August 10, 2007, 5:24 PM

iago

[quote author=MyndFyre[vL] link=topic=16935.msg171488#msg171488 date=1186766662]
[quote author=iago link=topic=16935.msg171484#msg171484 date=1186752515]
This should grab the line with the IP, a sed can probably be used to get rid of everything else:

curl http://www.site.com | grep "[0-9]+.[0-9]+.[0-9]+.[0-9]+"

Or, if you prefer:

lynx -source http://www.site.com | grep "[0-9]+.[0-9]+.[0-9]+.[0-9]+"

[/quote]
A stricter version of this regex might be:
[code]
"(?:\d{1,3}\.){3}\d{1,3}"
[/code]
Note that \. should be escaped because "." matches any non-newline character, and that in C-based languages, you should double-up the backslashes.

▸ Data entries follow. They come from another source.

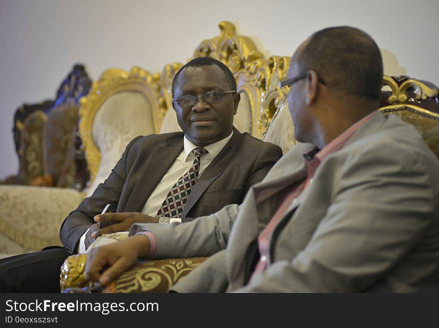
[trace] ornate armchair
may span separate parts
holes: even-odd
[[[0,257],[60,245],[62,218],[83,198],[74,190],[58,193],[60,188],[72,188],[74,177],[76,189],[80,189],[80,178],[86,179],[78,174],[86,163],[77,126],[79,100],[91,85],[84,66],[76,64],[54,101],[25,104],[16,111],[13,132],[19,167],[16,177],[0,186]],[[7,185],[12,184],[24,185]],[[57,188],[45,188],[52,186]]]
[[[194,57],[213,57],[222,61],[233,72],[241,99],[235,118],[238,129],[275,143],[284,152],[287,151],[295,143],[294,127],[287,103],[288,89],[287,87],[280,88],[278,82],[286,77],[289,57],[272,56],[265,59],[249,38],[236,34],[231,23],[221,22],[219,26],[220,36],[203,41]],[[180,66],[175,63],[167,65],[158,77],[156,89],[161,107],[156,119],[159,122],[161,120],[160,132],[178,129],[173,111],[167,109],[171,108],[170,82]],[[408,77],[387,76],[383,77],[383,85],[390,87],[392,91],[382,91],[380,110],[383,113],[398,115],[414,124],[439,157],[438,87]],[[126,235],[116,234],[99,237],[95,246],[116,242]],[[62,290],[84,286],[82,272],[86,257],[86,254],[73,255],[64,262],[60,275]],[[104,292],[163,293],[205,260],[172,259],[138,263]]]

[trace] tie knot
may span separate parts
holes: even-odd
[[[196,157],[199,157],[200,156],[202,156],[205,154],[207,154],[208,151],[205,149],[204,148],[202,148],[200,147],[198,147],[194,150],[192,151],[192,152],[194,153],[194,156]]]

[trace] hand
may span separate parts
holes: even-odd
[[[87,256],[84,278],[106,286],[131,268],[138,258],[147,255],[149,249],[149,239],[143,235],[94,248]],[[110,267],[106,268],[107,266]]]
[[[85,235],[85,240],[84,241],[84,244],[85,244],[85,250],[91,245],[93,242],[96,240],[96,237],[94,237],[95,232],[98,231],[98,224],[95,223],[91,225],[87,234]]]
[[[112,222],[111,226],[103,228],[94,232],[94,236],[98,238],[105,234],[112,234],[119,231],[129,231],[133,223],[158,223],[158,218],[139,213],[136,212],[122,213],[105,213],[98,214],[93,218],[96,222],[101,224]]]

The most strict version of this I can think of is:
[code]
(?:(?:25[0-5]|2[0-4][0-9]|[01]?[0-9][0-9]?)\.){3}(?:25[0-5]|2[0-4][0-9]|[01]?[0-9][0-9]?)
[/code]

Note that these are broken into non-capturing groups.
[/quote]

From a quick view, I don't think those regexes are compatible with Perl/sed's syntax, although I could be wrong.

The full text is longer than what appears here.